Tamar is a believer in the notion that Product teams’ fundamental role is simple: to make customers successful. Anything else is simply a means to the end of customers succeeding. Yet far too many teams become distracted by other things–and perhaps chief among those are metrics. At their best, metrics are a powerful tool, in particular when they act as a near-perfect proxy for your desired end (i.e., making customers successful). At their worst, they actually lead Product to do things that may be short- or medium-term productive, but are not fundamentally aligned to your more important long term mission.
All of this ladders up to one framework that the best teams embrace: seeking the global maximum outcome, rather than the local maximum. In this specific example, Growth teams can very easily get distracted in efforts that find the local maximum. A ruthless focus on optimizing every piece of copy, every landing page, and every step in a funnel does lead to higher-converting pages and therefore productive outcomes. But it can also lead you to lose sight of your customer.
Slack’s Expansion Team implemented several simple ways to beat back the temptation to focus on the local maximum. The first was simple: focus on helping customers understand the value of Slack and how teams become successful by using Slack, not on optimizing the funnel. Then, rather than fixating on how customers moved from one step of the funnel to the next, the team began to focus on how well customers understood what each step was trying to communicate. The team also redefined their North Star metric to the best possible proxy for what a customer succeeding looked like, along the lines of “more than X people sending Y messages per week”.
A final gem that Tamar shared in this discussion is a call to action for Product leaders–one that not only will help you find the global maximum, but also casts the role of Product leadership in delightful simplicity… and removes the undue pressure that many Product leaders feel to be a strategic visionary.

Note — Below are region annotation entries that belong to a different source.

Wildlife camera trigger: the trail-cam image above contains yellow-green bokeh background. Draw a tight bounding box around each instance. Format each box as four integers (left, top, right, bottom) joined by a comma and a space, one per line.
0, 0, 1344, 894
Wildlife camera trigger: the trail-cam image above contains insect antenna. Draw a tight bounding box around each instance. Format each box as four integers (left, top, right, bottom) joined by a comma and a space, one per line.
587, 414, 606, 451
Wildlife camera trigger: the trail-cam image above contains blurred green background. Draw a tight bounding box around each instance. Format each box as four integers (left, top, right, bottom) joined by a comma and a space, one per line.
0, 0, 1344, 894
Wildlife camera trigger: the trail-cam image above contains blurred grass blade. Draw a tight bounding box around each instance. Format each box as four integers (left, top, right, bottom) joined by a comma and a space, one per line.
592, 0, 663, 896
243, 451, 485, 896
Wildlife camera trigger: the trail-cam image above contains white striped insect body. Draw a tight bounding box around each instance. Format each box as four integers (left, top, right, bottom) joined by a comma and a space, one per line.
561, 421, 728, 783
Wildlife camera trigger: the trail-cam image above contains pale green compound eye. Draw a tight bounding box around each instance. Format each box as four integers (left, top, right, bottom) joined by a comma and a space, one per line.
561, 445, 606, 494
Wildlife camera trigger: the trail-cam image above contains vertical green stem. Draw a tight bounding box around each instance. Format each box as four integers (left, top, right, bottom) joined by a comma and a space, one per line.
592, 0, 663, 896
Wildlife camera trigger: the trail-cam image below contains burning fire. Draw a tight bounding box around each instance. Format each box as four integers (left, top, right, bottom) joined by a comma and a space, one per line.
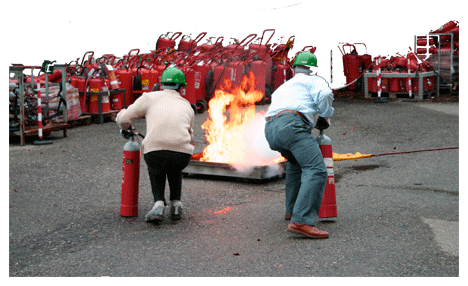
200, 70, 285, 166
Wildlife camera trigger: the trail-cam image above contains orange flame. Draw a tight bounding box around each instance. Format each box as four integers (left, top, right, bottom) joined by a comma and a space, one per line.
200, 72, 282, 165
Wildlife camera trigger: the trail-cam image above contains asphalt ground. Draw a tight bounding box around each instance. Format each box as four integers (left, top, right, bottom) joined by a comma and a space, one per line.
9, 94, 460, 277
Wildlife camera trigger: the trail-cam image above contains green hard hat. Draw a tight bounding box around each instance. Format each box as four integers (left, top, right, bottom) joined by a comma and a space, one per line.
293, 51, 317, 67
161, 67, 187, 87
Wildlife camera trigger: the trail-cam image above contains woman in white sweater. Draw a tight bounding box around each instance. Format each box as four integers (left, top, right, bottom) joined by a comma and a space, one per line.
116, 67, 195, 222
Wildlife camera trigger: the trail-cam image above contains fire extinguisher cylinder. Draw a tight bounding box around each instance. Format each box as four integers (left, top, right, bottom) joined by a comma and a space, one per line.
120, 134, 140, 217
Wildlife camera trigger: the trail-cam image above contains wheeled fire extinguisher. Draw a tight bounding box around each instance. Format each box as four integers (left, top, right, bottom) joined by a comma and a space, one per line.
120, 127, 144, 217
316, 117, 337, 218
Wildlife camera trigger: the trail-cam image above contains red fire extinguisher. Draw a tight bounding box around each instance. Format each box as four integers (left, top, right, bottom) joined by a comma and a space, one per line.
120, 127, 144, 217
316, 122, 338, 218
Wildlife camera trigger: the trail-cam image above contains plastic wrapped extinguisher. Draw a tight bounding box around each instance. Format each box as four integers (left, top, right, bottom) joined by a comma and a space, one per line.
316, 117, 338, 218
120, 128, 144, 217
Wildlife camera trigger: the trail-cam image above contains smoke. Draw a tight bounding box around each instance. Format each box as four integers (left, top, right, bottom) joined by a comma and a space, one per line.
231, 113, 282, 174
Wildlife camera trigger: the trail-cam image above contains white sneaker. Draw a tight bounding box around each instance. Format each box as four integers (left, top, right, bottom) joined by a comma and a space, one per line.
145, 201, 166, 222
170, 201, 182, 220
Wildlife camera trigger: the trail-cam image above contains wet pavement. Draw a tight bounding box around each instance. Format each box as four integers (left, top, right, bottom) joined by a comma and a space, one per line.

“Your job is not to sit in a room and come up with a strategy. It’s to talk to a lot of people. Talk to a lot of customers. Talk to other Product Managers, Engineers, Executives. Then assimilate all of that information and come up with something that is compelling. But you have to also have an opinion.”
To be the best Product leader, you need to understand how the product is built
A final area we touched on was the relationship between Product and Engineering. One of the top things that Tamar suggests for Product to become the best partner to Engineering is to learn how hard it is to build things. Whether that means learning to code, building a side project, or going really deep on how a spec will come to life within an existing product ecosystem, understanding how things are built will pay lasting dividends.
On one hand, Product leaders will better appreciate what it takes to bring products and features to life, creating a more empathetic and productive relationship. To illustrate the opposite of what this looks like, Tamar shared the story of a Product leader in a former life that was described by Engineering as, “somebody who sees a spec and a press release… and nothing in between.”
A second benefit of going deep in understanding how to build is that Product leaders will be able to sense if engineering teams are being overly cautious or aggressive in providing project estimates. This is invaluable in the (relatively rare) situations where Engineering teams feel strongly about whether a feature should be built or not; and use high or low estimates as a tool to influence whether the feature is built.